Charitable Giving Strategies

Charitable giving in the U.S. reached a record high of over $4.7 billion in 2020. While giving to a cause you care about is rewarding by itself, there are also a myriad of potential financial benefits to consider as well. There are numerous ways to give, each with their own potential benefits.

Cash Giving

Cash giving is the simplest form of charitable donation. Your tax deduction will be equal to the amount donated (minus the value of any goods or services you may receive in exchange). Memberships to non-profits such as museums are often considered cash gifts.

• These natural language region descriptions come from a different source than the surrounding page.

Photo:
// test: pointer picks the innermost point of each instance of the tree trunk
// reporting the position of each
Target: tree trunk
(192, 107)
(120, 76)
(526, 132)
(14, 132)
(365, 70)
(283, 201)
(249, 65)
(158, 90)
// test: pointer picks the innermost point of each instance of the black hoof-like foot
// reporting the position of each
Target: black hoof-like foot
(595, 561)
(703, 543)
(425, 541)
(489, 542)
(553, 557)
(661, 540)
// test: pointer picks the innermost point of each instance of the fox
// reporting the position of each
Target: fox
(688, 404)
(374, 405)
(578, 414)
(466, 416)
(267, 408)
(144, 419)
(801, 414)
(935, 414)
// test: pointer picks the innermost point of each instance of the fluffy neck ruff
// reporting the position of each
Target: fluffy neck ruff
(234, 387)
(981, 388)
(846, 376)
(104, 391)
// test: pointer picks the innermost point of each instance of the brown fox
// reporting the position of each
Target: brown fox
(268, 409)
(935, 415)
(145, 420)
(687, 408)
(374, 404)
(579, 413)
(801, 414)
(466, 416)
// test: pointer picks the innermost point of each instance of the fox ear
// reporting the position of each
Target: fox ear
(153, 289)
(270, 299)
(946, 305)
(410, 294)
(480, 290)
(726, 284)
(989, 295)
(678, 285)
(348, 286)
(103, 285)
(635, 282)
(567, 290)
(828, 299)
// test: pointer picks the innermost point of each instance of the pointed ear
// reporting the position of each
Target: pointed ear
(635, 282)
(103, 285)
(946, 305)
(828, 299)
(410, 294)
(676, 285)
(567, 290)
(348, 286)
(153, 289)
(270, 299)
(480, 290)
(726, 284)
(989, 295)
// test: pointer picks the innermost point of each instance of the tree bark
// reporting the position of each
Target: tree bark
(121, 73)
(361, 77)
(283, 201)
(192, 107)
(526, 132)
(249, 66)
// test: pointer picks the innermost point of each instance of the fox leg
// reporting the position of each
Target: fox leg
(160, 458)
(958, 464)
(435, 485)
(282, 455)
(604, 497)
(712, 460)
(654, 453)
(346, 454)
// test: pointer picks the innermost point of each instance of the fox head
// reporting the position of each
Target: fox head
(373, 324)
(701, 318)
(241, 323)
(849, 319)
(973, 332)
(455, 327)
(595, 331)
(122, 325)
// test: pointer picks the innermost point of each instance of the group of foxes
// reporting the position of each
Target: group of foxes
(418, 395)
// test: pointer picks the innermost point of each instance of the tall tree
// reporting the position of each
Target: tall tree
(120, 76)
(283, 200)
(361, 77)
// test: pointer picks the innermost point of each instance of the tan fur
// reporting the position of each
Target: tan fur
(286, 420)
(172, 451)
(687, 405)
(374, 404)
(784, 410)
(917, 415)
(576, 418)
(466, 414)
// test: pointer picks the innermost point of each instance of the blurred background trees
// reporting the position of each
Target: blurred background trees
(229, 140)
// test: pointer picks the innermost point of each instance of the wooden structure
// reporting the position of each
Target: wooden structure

Donating stocks can be an incredibly tax-efficient way to give. Since you aren’t selling the stocks, there will be no capital gains taxes. If the stocks were purchased more than a year ago and have risen in value since purchase, their full market value is eligible for tax deduction.

Real Estate

You can also donate real estate to charity. If you have property you aren’t using but will have to pay a large tax upon selling of that property, donating may be a good option. You can also arrange to donate property upon your death, allowing the donation only when you no longer need a place to live.

Donor-Advised Funds

A donor-advised fund is an investment account sponsored by a non-profit organization. You can contribute cash, securities, real estate, and other property to the fund. The donation is tax deductible. Donors are able to make recommendations as to the direction of the fund, though the non-profit organization makes the final decisions.

Charitable Trusts

Charitable trusts are a giving strategy utilized by those wishing to establish income streams for themselves or their heirs in addition to charitable organizations. There are two types of charitable trusts: Charitable Lead Trust (CLT) and Charitable Remainder Trust (CRT).

A CLT allows you to transfer assets into the trust and donate a stream of income generated by the trust to a charitable organization each year. At the end of the established period, any money left in the trust can be disbursed to other beneficiaries or held in the trust. This allows you to provide consistent cashflow to a charity, but is also a great vehicle to transfer wealth to heirs.

With a CRT, generated income will be distributed to beneficiaries during your lifetime while the charity will receive what remains after you pass away. This is often utilized by those with high-value assets who want to set up an income stream for themselves while also providing support to a charitable organization. With both types of trust, assets cannot be removed once they are transferred.

Other Assets

Giving assets such as retirement accounts and life insurance policies have dual tax benefits. In addition to the donation being deductible from your income tax, the donations will not be recognized as part of your estate, lowering potential estate taxes. People will often donate assets with income tax liability while leaving tax-deferred assets to their heirs.

Qualified Charitable Distributions

A Qualified Charitable Distribution (QCD) is for those over the age of 70 ½ who don’t want or need the required minimum distribution from their IRA. The distribution (up to $100,000 for an individual) will instead go to a charity of your choice. The QCD will not be counted as income, which can help reduce social security taxes as well as Medicare premiums.

Private Foundations

Private foundations are charities set up as charitable trusts or corporations. This is a great avenue for those looking to be heavily involved with a cause that is held near and dear. Private foundations are subject to stricter regulation and tax laws, but allows donors to retain the most control of donated assets.

The information provided is for informational purposes only. It is not intended to be used, and should not be used, as the sole basis for legal and/or tax advice. Individuals should seek and rely upon the guidance and advice of their own legal and tax counsel before making any decisions regarding any planning, investment, tax concepts or strategies discussed herein. Individual circumstances may vary and results discussed are no guarantees of applicability or future performance.